= National Biodiversity Network =

Biodiversity collaboration in the UK

The National Biodiversity Network (UK) (NBN) is a collaborative venture set up in 2000 in the United Kingdom committed to making biodiversity information available through various media, including on the internet via the NBN Atlas—the data search website of the NBN.

==Description==
It is estimated that up to 60,000 people routinely record biodiversity information in the UK and Ireland. Most of this effort is voluntary and is organised through about 2,000 national societies and recording schemes. The UK government through its agencies also collects biodiversity data and one of the principal elements for the collation and interpretation of this data is the network of Local Environmental Records Centres.

In 2012, it had been listed in the top 1,000 UK charities that raised most donations.

==NBN Trust==
The NBN Trust—the organisation facilitating the building of the Network—supports agreed standards for the collection, collation and exchange of biodiversity data and encourages improved access. The present partnership consists of over 200 public and voluntary organisations and individual members.

The NBN Atlas currently holds over 300 million species records from over 1000 different datasets (August 2024). Data on the NBN Atlas can be accessed by anyone interested in UK, Northern Ireland and Isle of Man wildlife and can be searched at many different levels, as it allows the viewing of distribution maps and the downloading of data by using a variety of interactive tools. The maps can be customised by date range and can show changes in a species’ distribution.

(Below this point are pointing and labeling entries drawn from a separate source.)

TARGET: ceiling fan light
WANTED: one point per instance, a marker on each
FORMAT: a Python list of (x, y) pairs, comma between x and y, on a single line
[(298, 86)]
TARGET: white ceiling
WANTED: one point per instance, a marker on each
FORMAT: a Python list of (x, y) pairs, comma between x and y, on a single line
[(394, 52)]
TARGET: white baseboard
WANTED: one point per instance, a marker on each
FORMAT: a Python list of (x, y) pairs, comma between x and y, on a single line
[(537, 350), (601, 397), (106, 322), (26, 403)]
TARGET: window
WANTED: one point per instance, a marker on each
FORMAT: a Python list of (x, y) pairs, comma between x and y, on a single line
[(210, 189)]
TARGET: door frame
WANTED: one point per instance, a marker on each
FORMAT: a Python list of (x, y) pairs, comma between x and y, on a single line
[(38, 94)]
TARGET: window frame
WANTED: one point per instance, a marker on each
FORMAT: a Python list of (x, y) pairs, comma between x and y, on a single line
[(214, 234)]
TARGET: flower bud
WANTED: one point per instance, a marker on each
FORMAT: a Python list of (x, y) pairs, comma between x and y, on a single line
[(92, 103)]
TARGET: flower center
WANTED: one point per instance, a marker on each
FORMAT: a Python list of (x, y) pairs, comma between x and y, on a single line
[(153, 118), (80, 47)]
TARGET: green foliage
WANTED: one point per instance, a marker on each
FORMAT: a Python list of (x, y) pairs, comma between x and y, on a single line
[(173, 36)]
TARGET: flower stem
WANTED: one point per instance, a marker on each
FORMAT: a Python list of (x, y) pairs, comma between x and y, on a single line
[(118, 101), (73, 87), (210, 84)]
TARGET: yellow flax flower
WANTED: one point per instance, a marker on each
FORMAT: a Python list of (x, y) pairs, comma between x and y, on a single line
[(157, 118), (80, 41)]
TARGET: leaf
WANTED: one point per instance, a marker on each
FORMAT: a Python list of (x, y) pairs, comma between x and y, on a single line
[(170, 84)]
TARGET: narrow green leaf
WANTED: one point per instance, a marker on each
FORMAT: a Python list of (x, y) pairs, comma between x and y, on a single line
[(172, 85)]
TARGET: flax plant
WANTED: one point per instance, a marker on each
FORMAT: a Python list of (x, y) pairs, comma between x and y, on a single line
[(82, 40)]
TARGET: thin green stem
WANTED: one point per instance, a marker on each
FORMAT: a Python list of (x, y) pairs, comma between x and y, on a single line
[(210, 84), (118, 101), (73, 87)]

The organisation believes that, by providing tools to make wildlife data accessible in a digitised and exchangeable form and by providing easy access to the information people need, wise and informed decisions can be made to ensure the natural environment is protected now and for future generations.

==Team==
The National Biodiversity Network Trust employs a team to facilitate and co-ordinate its growth and development and is governed by a Board of Trustees. The NBN Trust is a registered charity.